Para profissionais de outras áreas, demonstrar que o local de trabalho é propício ao contágio requer a observação das condições de trabalho oferecidas pelo empregador aos profissionais obrigados a exercer suas atividades de forma presencial.
Sindicatos das diversas categorias de trabalhadores nestas situações acordaram com o setor patronal algumas normas de segurança que devem ser respeitadas para diminuir o risco de contágio.
Entre os setores em que os trabalhadores estão mais expostos está o comércio, principalmente aqueles considerados essenciais e sujeitos a lidar com públicos muito amplos, como os supermercados.
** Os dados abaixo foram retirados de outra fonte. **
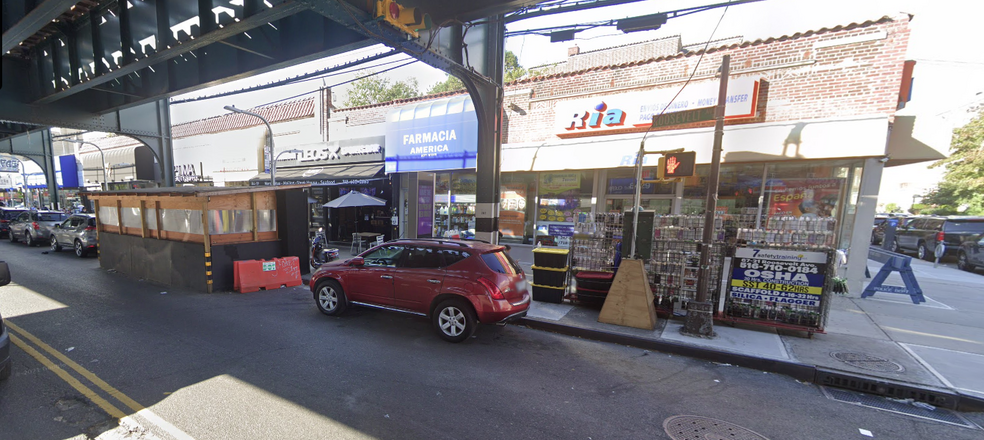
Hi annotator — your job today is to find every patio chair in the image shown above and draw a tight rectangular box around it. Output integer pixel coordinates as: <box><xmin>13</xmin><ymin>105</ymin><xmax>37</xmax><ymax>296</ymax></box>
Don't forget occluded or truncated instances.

Em São Paulo, um acordou entre empregados e patrões do comércio traz regras que podem servir de orientação para o trabalhador avaliar se os seus contratantes podem ou não ser responsabilizados. Veja:
- Oferta de máscaras: o empregador deve fornecer máscaras de proteção adequadas e de forma ampla. Não pode faltar máscara!
- Álcool em gel: o produto deve estar disponível e acessível não só para os clientes, mas também para todos os profissionais
- Distanciamento: o distanciamento físico entre os profissionais (uns dos outros) e entre o público deve ser assegurado, inclusive com marcações no solo
- Orientação: a empresa é responsável por orientar quanto às medidas de higiene e de distanciamento para evitar o contágio
- Proteção acrílica: caixas e balcões de atendimento ao público devem estar equipados com barreiras de acrílico para proteger os funcionários
- Controle de público: o estabelecimento deve realizar o controle na entrada para reduzir a circulação de pessoas dentro dos limites estabelecidos pelo governo
Documentação
Em caso de necessidade de afastamento do trabalho devido ao contágio pelo novo coronavírus, a causa do adoecimento deve estar documentada.
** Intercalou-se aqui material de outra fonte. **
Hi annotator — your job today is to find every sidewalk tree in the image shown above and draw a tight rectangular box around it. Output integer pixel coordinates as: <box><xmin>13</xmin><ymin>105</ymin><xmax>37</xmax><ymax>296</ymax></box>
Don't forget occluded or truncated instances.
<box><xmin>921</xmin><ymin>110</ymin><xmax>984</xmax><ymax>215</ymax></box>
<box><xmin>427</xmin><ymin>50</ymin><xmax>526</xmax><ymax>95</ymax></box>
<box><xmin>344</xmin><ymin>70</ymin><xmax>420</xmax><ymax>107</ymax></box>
A descrição da doença que gera o afastamento do emprego deve estar no CAT (Comunicado de Acidente de Trabalho).
Se o documento não for emitido pelo empregador, algumas medidas podem ser tomadas pelo trabalhador ou por seus dependentes (em caso de morte):
- Solicitar a emissão do CAT ao sindicato da categoria do trabalhador
- Solicitar a emissão do CAT ao Cerest (Centro de Referência em Saúde do Trabalhador)
- Obter fotos, vídeos, emails e testemunhas que comprovem a falta de cuidados sanitários
- Solicitar uma perícia na empresa (determinada pela Justiça ou contratada pelo empregado)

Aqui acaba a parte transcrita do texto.